Setelah merapikan kembali perlengkapan Haris yang tadi dia keluarkan, Liana segera turun dan bergabung di meja makan bersama kakek Sudibyo.
"Pagi, kek..." sapa Liana.
"Kakek pikir kamu akan seperti Haris, tang tidak mau sarapan bersama kakek." gerutu si kakek.
"Tidak, kek. Aku tadi kebetulan sedang merapikan kamar." balas Liana yang tidak sepenuhnya berbohong.
"Kan ada Anisa. Kenapa mesti repot-repot?" sahut kakek lagi.
"Kek..., dulu memang semua dikerjain sama Anisa. Tapi sekarang kan di kamar itu ada mas Haris juga. Aku hanya khawatir kalau mas Haris keberatan orang lain menyentuh barang pribadinya." tutur Liana.
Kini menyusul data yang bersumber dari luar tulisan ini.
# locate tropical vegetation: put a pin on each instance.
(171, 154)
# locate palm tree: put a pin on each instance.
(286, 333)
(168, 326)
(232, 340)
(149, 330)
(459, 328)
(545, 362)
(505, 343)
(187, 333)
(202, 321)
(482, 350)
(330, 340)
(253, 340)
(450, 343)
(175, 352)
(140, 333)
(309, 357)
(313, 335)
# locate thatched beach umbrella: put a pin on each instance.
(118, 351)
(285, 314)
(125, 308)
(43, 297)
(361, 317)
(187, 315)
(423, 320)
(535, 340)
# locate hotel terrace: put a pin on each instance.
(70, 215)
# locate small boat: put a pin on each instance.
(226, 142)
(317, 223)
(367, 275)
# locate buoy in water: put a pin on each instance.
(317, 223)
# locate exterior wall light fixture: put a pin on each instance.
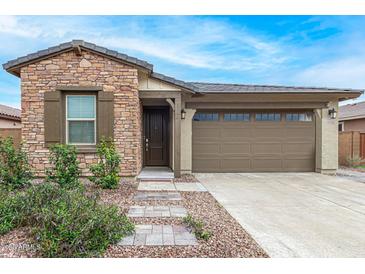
(183, 114)
(332, 113)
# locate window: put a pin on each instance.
(81, 119)
(302, 117)
(341, 126)
(268, 116)
(205, 116)
(236, 117)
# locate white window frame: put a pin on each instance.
(342, 126)
(81, 120)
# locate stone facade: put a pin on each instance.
(89, 69)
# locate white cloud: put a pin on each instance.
(10, 25)
(195, 42)
(347, 72)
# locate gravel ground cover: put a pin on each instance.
(228, 238)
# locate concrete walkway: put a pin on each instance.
(295, 214)
(352, 175)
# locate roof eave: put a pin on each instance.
(13, 66)
(352, 118)
(10, 117)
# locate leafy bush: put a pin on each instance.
(198, 227)
(71, 224)
(11, 210)
(65, 171)
(15, 171)
(64, 222)
(105, 172)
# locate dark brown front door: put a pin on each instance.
(156, 144)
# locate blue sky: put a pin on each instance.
(285, 50)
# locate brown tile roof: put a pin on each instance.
(352, 111)
(9, 112)
(13, 67)
(242, 88)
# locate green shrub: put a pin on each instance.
(71, 224)
(15, 171)
(105, 172)
(198, 227)
(11, 210)
(65, 171)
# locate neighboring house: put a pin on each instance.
(352, 117)
(9, 117)
(77, 92)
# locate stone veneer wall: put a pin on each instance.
(68, 69)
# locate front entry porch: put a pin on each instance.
(161, 137)
(156, 173)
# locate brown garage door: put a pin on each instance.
(253, 141)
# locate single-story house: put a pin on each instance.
(9, 117)
(78, 92)
(352, 117)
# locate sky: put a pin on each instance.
(321, 51)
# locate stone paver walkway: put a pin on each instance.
(154, 235)
(166, 186)
(157, 211)
(197, 187)
(160, 186)
(162, 196)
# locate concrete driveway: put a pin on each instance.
(295, 214)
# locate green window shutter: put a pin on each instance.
(105, 115)
(52, 117)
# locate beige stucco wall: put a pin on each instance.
(186, 141)
(6, 123)
(326, 140)
(355, 125)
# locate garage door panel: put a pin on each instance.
(206, 133)
(253, 146)
(299, 133)
(299, 148)
(299, 164)
(233, 164)
(236, 132)
(266, 164)
(206, 164)
(206, 148)
(266, 148)
(235, 148)
(265, 133)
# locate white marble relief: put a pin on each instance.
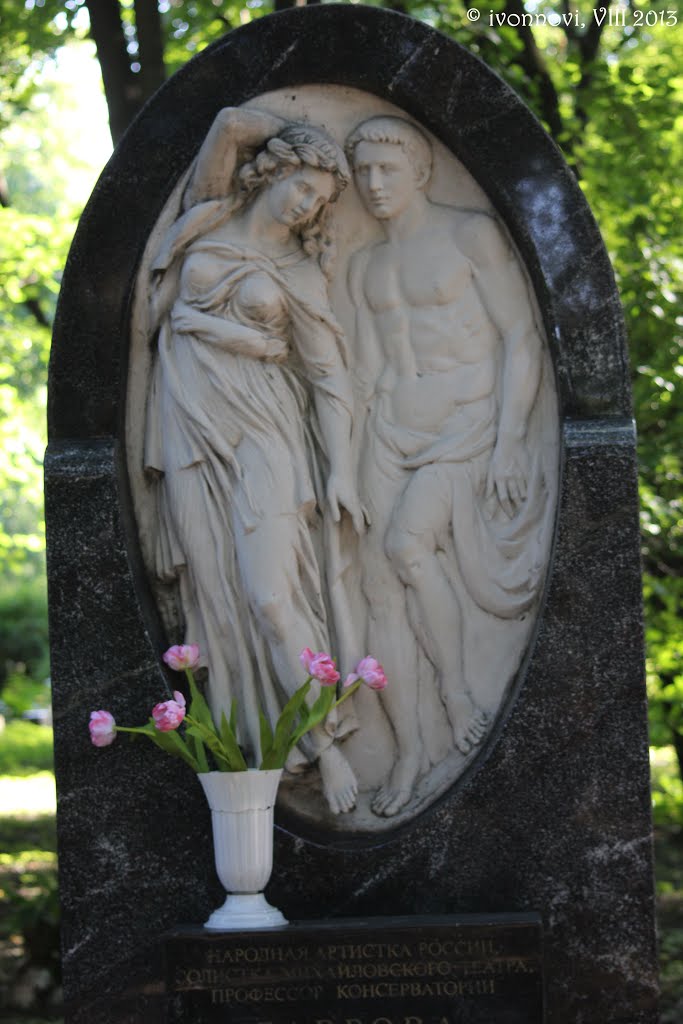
(350, 439)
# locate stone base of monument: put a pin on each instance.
(437, 970)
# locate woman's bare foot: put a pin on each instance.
(398, 787)
(339, 782)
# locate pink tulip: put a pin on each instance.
(182, 656)
(371, 672)
(170, 714)
(102, 728)
(321, 667)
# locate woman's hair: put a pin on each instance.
(299, 144)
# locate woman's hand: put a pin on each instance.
(274, 349)
(342, 494)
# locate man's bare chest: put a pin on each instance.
(415, 275)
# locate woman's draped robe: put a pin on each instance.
(207, 407)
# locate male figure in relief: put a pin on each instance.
(447, 374)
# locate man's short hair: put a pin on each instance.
(395, 131)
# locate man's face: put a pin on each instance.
(385, 178)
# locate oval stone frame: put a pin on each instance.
(512, 837)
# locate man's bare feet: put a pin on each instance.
(398, 787)
(339, 782)
(469, 724)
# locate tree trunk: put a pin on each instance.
(122, 89)
(151, 46)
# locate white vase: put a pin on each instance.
(242, 811)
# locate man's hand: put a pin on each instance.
(508, 473)
(342, 494)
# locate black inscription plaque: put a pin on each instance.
(446, 970)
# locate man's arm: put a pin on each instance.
(504, 293)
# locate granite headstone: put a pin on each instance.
(551, 818)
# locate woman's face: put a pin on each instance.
(296, 198)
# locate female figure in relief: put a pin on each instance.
(250, 408)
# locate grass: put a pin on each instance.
(26, 749)
(30, 970)
(29, 909)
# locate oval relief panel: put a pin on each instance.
(342, 434)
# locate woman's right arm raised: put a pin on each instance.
(235, 128)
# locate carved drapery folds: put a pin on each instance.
(350, 439)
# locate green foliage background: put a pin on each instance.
(610, 95)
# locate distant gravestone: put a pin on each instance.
(339, 363)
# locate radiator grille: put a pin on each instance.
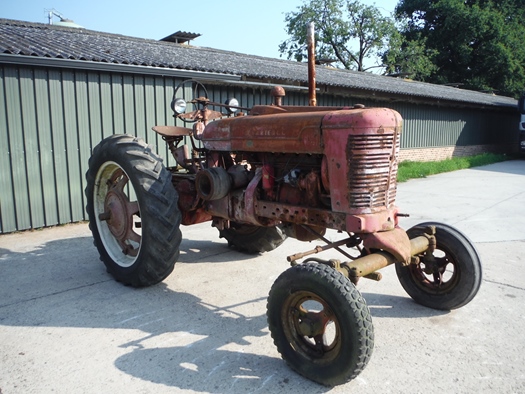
(372, 170)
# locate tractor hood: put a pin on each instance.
(295, 132)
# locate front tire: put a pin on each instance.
(253, 239)
(320, 323)
(133, 212)
(450, 278)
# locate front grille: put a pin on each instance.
(372, 171)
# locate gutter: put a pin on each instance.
(113, 67)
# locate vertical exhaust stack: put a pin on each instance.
(311, 64)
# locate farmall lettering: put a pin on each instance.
(274, 172)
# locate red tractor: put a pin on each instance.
(259, 177)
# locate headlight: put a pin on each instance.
(178, 106)
(231, 105)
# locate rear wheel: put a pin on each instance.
(253, 239)
(320, 323)
(447, 279)
(133, 212)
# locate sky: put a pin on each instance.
(249, 27)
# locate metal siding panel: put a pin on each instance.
(72, 146)
(106, 106)
(59, 145)
(30, 131)
(17, 149)
(7, 198)
(140, 108)
(149, 112)
(84, 141)
(94, 109)
(117, 105)
(128, 114)
(47, 169)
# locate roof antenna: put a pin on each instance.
(63, 20)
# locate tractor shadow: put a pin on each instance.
(187, 342)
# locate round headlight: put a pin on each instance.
(178, 106)
(232, 105)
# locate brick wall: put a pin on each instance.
(447, 152)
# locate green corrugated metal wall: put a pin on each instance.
(50, 119)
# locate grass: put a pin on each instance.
(417, 169)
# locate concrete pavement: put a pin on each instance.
(67, 327)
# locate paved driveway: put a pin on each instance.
(67, 327)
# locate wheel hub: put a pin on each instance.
(115, 208)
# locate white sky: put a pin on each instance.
(250, 27)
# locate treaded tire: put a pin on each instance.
(253, 239)
(120, 168)
(461, 266)
(315, 295)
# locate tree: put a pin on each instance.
(347, 32)
(477, 43)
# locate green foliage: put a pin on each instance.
(476, 43)
(347, 33)
(416, 169)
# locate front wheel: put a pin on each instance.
(133, 212)
(447, 279)
(253, 239)
(320, 323)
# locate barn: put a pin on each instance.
(64, 89)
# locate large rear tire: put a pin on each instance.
(448, 279)
(253, 239)
(133, 212)
(320, 323)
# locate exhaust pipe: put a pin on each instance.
(311, 64)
"Kamu memang istri yang baik. Kakek harap kamu bisa sabar dengan sikap Haris, ya." kakek tersenyum manis dengan tatapan hangat pada Liana.
"Ya sudah, ayo sarapan. Biar aku yang ambilkan untuk kakek."
"Seandainya Haris ada di sini juga, pasti suasananya akan lebih menyenangkan." batin kakek.
Liana bisa menangkap aura kesedihan di mata kakek Sudibyo. Liana pun mulai berpikir untuk bicara dengan Haris.
......................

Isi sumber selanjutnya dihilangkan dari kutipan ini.